Launched in November 2019, the company has exchanged around 7,000 books so far. Though fiction forms the core of it's collection, Mr Krishnan says of late, books from other genres too are coming into circulation.

"Lots of people are opening their home libraries to us once they know we are genuinely giving to book lovers. Lots of rare books are being given to us including books from the fifties that are no longer published," the voracious reader said.

Mr Krishnan's small team, at house-turned-warehouse, scans hundreds of books to pick up and dispatch titles sought by their customers.

Mr Krishnan says book publishers will not be worried about this model as the start-up is nurturing reading and many will ultimately buy new books.

The company has invested close to Rs 1 crore bootstrapping and has contacted schools, colleges and communities to engage with book lovers.

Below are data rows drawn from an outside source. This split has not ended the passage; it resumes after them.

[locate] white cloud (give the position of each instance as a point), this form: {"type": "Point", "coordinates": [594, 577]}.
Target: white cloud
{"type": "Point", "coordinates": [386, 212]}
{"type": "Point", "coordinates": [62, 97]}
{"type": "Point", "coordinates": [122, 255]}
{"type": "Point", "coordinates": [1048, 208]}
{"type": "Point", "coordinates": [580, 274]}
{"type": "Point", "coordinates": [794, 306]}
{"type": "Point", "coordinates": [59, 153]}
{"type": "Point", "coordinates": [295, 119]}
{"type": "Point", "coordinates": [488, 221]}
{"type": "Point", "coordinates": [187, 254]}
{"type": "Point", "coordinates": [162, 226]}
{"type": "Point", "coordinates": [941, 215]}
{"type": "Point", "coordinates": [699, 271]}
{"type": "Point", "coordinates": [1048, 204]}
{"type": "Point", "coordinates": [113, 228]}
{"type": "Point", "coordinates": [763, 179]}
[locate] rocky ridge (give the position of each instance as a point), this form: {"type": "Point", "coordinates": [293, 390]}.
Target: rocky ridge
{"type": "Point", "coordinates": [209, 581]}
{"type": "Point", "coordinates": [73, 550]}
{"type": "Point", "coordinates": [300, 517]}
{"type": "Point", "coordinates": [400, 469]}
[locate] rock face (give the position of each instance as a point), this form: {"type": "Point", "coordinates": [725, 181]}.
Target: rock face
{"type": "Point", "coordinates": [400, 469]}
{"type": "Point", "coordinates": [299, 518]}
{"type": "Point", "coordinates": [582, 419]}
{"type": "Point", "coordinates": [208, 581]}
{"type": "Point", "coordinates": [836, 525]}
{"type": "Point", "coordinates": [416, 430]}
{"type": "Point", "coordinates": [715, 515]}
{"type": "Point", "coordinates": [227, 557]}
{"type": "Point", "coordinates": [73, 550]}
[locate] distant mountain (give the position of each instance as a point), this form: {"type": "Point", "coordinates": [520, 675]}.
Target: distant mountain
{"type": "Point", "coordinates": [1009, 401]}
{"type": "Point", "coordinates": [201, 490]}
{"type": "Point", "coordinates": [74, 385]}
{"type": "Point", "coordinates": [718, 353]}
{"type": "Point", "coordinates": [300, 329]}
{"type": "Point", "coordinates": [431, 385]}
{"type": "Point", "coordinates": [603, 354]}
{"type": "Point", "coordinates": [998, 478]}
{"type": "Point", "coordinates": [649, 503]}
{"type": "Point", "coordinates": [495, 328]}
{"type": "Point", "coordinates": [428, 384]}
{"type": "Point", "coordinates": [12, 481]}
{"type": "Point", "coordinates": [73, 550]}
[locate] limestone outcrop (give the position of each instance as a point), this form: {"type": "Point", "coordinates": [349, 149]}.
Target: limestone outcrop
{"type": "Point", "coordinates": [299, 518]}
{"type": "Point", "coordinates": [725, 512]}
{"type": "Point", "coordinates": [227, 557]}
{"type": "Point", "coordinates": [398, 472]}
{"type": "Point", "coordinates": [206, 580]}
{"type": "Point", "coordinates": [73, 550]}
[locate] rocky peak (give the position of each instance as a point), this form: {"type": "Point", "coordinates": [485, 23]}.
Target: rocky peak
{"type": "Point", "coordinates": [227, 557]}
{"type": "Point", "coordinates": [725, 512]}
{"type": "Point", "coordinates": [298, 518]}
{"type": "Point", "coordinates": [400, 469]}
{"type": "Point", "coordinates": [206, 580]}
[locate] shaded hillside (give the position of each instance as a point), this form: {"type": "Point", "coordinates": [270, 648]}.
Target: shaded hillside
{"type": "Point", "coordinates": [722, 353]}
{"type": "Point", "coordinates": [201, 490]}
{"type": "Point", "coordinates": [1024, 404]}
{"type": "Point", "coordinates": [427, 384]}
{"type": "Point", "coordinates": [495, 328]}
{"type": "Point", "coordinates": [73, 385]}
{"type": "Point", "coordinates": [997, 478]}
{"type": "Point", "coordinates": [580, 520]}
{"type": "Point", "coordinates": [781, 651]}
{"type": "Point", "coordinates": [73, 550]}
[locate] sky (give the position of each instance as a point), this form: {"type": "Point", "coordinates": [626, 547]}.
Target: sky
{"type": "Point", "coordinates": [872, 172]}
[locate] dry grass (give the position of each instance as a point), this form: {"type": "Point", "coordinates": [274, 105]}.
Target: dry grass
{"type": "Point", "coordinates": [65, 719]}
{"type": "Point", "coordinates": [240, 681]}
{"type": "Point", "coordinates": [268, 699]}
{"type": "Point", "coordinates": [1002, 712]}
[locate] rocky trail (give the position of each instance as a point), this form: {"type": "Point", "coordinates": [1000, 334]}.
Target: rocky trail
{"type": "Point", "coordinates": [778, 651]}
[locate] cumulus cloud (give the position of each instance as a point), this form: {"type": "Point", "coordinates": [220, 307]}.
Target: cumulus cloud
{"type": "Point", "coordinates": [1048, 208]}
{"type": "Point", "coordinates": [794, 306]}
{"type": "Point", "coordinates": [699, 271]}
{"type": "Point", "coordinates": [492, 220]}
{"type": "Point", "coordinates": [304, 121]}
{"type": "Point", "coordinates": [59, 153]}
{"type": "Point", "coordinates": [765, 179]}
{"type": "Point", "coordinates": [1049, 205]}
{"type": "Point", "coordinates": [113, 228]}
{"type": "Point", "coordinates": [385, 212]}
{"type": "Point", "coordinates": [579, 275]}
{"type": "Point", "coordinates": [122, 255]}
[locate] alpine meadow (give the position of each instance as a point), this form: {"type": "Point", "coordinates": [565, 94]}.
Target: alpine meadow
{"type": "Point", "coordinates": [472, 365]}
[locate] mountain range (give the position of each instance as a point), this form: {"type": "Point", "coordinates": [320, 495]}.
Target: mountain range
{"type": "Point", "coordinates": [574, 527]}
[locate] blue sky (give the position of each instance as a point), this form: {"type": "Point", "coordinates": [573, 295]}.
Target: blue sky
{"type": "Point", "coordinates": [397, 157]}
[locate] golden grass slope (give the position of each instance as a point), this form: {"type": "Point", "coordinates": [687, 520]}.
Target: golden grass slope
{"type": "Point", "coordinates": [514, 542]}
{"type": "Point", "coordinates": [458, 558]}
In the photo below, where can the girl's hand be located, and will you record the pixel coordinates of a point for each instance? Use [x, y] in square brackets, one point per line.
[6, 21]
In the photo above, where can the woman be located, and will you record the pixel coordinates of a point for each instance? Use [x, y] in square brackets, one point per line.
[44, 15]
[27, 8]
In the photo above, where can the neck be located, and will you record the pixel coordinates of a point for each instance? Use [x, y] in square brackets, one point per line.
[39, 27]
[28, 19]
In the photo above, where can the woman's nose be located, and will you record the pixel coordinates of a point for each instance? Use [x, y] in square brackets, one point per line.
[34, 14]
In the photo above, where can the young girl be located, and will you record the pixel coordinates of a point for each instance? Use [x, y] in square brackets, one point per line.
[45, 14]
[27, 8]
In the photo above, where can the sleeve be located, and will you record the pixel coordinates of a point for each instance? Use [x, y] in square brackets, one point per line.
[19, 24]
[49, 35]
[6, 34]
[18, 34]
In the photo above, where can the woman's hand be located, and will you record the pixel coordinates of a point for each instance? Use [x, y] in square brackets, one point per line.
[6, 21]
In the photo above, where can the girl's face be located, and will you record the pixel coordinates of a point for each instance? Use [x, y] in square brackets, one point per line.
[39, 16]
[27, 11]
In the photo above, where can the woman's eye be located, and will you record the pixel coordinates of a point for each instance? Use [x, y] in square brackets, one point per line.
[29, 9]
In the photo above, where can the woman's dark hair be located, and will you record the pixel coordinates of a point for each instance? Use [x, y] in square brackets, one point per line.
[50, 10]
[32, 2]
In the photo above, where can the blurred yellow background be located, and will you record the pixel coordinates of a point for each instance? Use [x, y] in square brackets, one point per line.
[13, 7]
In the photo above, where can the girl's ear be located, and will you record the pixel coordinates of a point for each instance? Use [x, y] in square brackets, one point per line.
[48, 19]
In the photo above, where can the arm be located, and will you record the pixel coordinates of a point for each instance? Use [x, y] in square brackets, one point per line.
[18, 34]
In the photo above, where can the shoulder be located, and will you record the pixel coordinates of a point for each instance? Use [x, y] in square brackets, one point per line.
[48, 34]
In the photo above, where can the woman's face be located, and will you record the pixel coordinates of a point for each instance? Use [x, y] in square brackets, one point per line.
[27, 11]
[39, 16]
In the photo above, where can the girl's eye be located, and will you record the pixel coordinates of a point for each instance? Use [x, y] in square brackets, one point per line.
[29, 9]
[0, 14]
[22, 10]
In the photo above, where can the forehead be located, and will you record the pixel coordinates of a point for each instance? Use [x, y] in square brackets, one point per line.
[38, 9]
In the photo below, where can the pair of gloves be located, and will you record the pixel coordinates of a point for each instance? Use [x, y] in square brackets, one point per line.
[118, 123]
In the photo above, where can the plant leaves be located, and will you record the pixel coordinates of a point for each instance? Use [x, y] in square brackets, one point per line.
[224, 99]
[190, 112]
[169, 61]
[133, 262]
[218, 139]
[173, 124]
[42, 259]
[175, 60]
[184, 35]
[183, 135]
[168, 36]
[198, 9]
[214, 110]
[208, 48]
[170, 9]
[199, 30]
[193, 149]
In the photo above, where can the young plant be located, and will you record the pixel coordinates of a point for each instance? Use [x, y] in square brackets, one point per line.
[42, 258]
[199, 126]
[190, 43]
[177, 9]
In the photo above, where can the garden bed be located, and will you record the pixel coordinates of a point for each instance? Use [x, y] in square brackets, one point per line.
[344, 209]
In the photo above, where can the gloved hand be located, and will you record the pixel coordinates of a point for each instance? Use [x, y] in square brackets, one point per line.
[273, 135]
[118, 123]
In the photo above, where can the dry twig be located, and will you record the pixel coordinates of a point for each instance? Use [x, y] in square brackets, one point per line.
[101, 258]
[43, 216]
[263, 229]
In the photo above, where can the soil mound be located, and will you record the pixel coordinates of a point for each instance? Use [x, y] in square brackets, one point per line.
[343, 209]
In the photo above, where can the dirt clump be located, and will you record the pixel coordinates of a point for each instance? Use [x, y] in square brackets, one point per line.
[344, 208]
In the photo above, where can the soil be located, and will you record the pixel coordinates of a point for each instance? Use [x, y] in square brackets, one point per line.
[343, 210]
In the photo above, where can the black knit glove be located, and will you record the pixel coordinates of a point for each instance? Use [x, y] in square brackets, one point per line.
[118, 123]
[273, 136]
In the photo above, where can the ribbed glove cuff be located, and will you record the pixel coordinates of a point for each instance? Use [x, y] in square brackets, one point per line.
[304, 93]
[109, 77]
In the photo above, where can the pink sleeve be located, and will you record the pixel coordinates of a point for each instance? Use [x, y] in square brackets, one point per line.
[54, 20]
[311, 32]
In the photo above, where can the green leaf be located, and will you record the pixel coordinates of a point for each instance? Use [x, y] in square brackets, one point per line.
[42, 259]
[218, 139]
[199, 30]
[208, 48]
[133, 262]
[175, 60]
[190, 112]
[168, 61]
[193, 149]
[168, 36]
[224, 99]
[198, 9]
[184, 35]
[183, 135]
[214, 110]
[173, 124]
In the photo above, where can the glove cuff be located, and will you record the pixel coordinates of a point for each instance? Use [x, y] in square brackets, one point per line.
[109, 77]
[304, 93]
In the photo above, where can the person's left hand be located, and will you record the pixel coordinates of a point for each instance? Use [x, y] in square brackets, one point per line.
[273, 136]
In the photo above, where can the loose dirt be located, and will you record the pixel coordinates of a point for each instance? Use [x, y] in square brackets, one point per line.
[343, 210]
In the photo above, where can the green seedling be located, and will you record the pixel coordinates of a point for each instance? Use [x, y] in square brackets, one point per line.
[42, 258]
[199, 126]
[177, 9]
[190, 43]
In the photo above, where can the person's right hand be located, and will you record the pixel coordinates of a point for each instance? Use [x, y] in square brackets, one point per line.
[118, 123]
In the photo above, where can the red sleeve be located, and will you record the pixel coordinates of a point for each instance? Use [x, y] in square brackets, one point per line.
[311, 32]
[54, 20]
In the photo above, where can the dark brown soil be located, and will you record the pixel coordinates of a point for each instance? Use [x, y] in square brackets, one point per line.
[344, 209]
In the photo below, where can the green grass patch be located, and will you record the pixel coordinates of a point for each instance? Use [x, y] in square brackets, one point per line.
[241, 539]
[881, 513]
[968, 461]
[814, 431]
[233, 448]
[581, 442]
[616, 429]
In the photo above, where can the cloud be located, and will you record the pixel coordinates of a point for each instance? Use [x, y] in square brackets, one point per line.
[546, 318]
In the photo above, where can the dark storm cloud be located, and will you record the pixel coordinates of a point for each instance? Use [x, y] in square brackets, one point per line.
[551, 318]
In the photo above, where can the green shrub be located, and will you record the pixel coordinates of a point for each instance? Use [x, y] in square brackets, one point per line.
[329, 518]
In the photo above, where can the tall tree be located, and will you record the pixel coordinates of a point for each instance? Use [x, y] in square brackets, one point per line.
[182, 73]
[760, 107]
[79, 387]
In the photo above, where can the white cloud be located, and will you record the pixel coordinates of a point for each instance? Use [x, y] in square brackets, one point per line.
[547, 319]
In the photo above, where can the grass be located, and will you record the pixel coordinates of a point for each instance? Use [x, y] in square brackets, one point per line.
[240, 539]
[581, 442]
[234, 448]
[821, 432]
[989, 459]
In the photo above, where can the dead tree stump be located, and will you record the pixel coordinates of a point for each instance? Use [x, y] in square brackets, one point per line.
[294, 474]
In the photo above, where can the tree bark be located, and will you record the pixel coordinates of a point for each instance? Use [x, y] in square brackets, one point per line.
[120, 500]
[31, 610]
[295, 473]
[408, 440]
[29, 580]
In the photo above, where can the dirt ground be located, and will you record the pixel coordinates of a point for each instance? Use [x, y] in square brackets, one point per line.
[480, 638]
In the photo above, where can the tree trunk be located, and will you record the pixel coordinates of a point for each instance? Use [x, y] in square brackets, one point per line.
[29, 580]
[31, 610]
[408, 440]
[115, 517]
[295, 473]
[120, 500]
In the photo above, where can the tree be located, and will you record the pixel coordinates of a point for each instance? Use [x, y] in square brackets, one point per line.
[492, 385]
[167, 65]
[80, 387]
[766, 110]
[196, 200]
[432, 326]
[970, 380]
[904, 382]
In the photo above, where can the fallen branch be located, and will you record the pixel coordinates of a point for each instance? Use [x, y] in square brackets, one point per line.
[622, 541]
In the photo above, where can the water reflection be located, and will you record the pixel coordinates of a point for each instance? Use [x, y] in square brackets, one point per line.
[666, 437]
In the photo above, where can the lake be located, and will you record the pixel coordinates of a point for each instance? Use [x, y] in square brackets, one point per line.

At a recent four-day campaign at a Chennai exhibition, two families donated more than 500 books.

"People are excited about this model. Also, for every sixty six books being read this way, we save a tree. That's a positive impact on environment," Shankar Ranganathan, head, customer engagement said.

Despite the perception that reading habit is dwindling, the company is confident about the opportunities available.

"Lot of kids are taking to physical reading, they are getting back to books. Digital stuff is being used by 40-plus year olds. We have an opportunity to build one of the largest libraries in the world," said Mr Krishnan.